Figure 98.8: Goodness-of-Fit Statistics

Goodness-of-Fit
Statistic Value
R-Square 0.6659
AICR 29.5231
BICR 36.3361
Deviance 125.7905



Figure 98.9 displays the test results that are requested by the TEST statement. The ROBUSTREG procedure conducts two robust linear tests, the $\rho $ test and the $R_ n^2$ test. For information about how the ROBUSTREG procedure computes test statistics and the correction factor lambda, see the section Linear Tests. Because of the large p-values for both tests, you can conclude that the effect x3 is not significant at the 5% level.

Figure 98.9: Test of Significance

Robust Linear Test
Test Test Statistic Lambda DF Chi-Square Pr > ChiSq
Rho 0.9378 0.7977 1 1.18 0.2782
Rn2 0.8092   1 0.81 0.3683



For the bisquare weight function, the default tuning constant, c = 4.685, is chosen to yield a 95% asymptotic efficiency of the M estimates with the Gaussian distribution. For more information, see the section M Estimation. The smaller the constant c, the lower the asymptotic efficiency but the sharper the M estimate as an outlier detector.
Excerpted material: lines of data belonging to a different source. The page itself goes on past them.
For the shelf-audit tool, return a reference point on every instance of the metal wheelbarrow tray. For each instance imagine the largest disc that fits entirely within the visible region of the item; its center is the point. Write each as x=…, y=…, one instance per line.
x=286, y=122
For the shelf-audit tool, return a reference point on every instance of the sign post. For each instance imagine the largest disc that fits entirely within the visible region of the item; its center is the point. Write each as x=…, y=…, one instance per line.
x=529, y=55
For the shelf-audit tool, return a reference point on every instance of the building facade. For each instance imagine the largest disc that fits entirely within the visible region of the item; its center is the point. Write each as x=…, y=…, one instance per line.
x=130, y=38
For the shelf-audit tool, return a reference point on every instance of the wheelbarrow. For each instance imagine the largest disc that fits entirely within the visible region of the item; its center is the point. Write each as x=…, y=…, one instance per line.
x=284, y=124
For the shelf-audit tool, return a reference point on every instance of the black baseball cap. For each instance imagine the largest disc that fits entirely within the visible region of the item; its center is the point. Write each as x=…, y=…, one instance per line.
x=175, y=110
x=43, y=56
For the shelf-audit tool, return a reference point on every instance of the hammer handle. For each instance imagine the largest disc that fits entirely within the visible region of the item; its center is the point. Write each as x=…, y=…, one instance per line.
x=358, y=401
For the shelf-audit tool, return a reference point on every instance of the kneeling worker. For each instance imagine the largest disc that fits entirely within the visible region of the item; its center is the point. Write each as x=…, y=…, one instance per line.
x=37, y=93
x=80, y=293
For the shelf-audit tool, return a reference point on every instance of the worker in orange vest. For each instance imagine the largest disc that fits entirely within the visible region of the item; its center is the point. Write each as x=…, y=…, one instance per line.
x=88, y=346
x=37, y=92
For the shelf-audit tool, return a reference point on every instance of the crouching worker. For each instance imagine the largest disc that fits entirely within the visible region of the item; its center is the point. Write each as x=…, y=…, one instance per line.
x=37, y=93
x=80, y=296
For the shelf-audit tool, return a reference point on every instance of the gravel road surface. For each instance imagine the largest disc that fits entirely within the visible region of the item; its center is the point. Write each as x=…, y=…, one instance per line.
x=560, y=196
For the stack loss data set, you could consider using a sharper outlier detector.

The following PROC ROBUSTREG step uses a smaller constant, c = 3.5. This tuning constant corresponds to an efficiency close to 85%. For the relationship between the tuning constant and asymptotic efficiency of M estimates, see Chen and Yin (2002).

proc robustreg method=m(wf=bisquare(c=3.5)) data=stack;
   model y = x1 x2 x3 / diagnostics leverage;
   id    exp;
   test  x3;
run;

Figure 98.10 displays the table of robust parameter estimates, standard errors, and confidence limits when PROC ROBUSTREG uses the constant c = 3.5.

The refitted linear model is

\[ {\hat y} = -37.1076 + 0.8191 x1 + 0.5173 x2 - 0.0728 x3 \]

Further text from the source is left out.